千葉大学大学院医学研究院では、強迫症(OCD)や不安症、うつ病への認知行動療法に早くから取り組み、認知行動療法を行うことができる専門家の育成を行っています。千葉大学大学院医学研究院教授でいらっしゃる清水栄司先生は、千葉大学医学部附属病院の認知行動療法センター長の精神科医として、子どものこころの発達教育研究センター長として、不安症、うつ病への認知行動療法の研究および普及で中心的なお仕事をされています。清水先生に、不安症や子どもの心の問題への認知行動療法について、お話をうかがいました。


目次
§1 強迫症、不安症、うつ病への認知行動療法
§2 子どもの不安と認知行動療法



§1 不安症、うつ病への認知行動療法


千葉大学大学院医学研究院 認知行動生理学教授
千葉大学子どものこころの発達教育研究センター長
清水栄司先生 


●清水先生が不安障害(不安症や強迫症)に関心をもち、ご専門にされたのはどのような経緯だったのでしょうか?

2000年に、アメリカ留学から帰ってきたのですが、千葉大学の精神科では、伊豫雅臣(いよ・まさおみ)先生が教授として着任されたときで、認知行動療法を精神療法の中心としてやっていこうという機運がありました。
文献的に最も認知行動療法の効果が期待できるのが、パニック症(*1)だったため、私がパニック症の患者さんに対して、集団での認知行動療法を行うことになりました。

●パニック症での認知行動療法は、いかがでしたか?

すごく効果的でしたね。これはどんどん推進していくべきだろうと思いました。
それまで電車に乗れなかった人が乗れるようになって旅行まで楽しめるようになったり、会社に再び通うことができて社会復帰を果たしたりと、非常に喜んでいただきました。

次にOCDの患者さんに対して行うようになりました。パニック症の患者さんは、症状がほぼ同じパターンであることが多いため、集団で効果的でしたが、OCDは、洗浄、確認など、さまざまなサブタイプ(*2)があり、症状にバラエティーがあるため、集団では難しいところもありましたが、効果はありました。

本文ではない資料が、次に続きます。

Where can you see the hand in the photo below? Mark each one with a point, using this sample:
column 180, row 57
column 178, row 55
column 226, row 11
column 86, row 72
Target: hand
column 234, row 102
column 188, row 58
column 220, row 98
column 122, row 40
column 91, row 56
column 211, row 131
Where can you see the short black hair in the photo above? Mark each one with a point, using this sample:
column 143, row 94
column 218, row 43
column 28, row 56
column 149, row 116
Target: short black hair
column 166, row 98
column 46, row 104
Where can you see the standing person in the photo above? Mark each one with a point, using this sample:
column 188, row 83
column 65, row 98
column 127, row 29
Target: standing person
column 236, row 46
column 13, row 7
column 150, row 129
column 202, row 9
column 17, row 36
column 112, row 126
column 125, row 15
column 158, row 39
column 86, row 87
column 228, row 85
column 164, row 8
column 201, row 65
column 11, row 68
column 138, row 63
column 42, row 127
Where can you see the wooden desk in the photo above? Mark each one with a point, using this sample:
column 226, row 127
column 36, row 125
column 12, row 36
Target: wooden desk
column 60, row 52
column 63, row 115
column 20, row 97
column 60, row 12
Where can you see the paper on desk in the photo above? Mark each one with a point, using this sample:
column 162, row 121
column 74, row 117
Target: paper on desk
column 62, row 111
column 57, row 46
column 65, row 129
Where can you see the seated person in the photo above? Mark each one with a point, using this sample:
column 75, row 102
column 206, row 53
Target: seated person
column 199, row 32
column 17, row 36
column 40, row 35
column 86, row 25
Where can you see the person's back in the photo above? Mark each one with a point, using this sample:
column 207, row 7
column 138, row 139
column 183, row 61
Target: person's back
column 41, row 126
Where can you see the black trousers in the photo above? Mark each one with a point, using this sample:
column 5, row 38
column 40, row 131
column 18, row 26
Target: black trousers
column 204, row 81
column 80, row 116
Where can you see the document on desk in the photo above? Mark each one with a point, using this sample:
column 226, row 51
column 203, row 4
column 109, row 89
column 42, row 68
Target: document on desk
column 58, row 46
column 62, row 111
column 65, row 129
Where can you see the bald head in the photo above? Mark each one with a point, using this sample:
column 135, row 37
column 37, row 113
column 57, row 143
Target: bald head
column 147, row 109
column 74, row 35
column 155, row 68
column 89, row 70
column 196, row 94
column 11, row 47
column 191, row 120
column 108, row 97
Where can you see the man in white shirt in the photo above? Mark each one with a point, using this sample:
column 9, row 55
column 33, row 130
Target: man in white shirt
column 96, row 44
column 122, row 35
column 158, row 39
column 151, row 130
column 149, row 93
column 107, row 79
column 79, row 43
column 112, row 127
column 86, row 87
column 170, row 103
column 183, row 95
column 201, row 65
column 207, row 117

そして、OCDの次は、社交不安症(*3)の個人認知行動療法に取り組みました。

私自身が小学生の頃から学生時代にかけて、大勢の人の前で話をしたり発表するときに、強く不安を感じるほうでした。自分自身が不安に対する感受性が高いこともあって、不安症について研究しようと思ったのだと思います。

●認知行動療法を始められた当時は、外来でどのように行っていたのですか?

最初のパニック症は、集団認知行動療法で始めました。外来で患者さん5、6人に集まっていただき、週1回行っていました。

次にOCDでも、当初、集団療法を行いましたが、先ほどもお話ししたとおり、OCDは症状の内容が患者さんによってさまざまなため、個人療法でやったほうがいいと考え、そこからOCD以外の精神疾患も含め、個人療法による認知行動療法を重視するようになりました。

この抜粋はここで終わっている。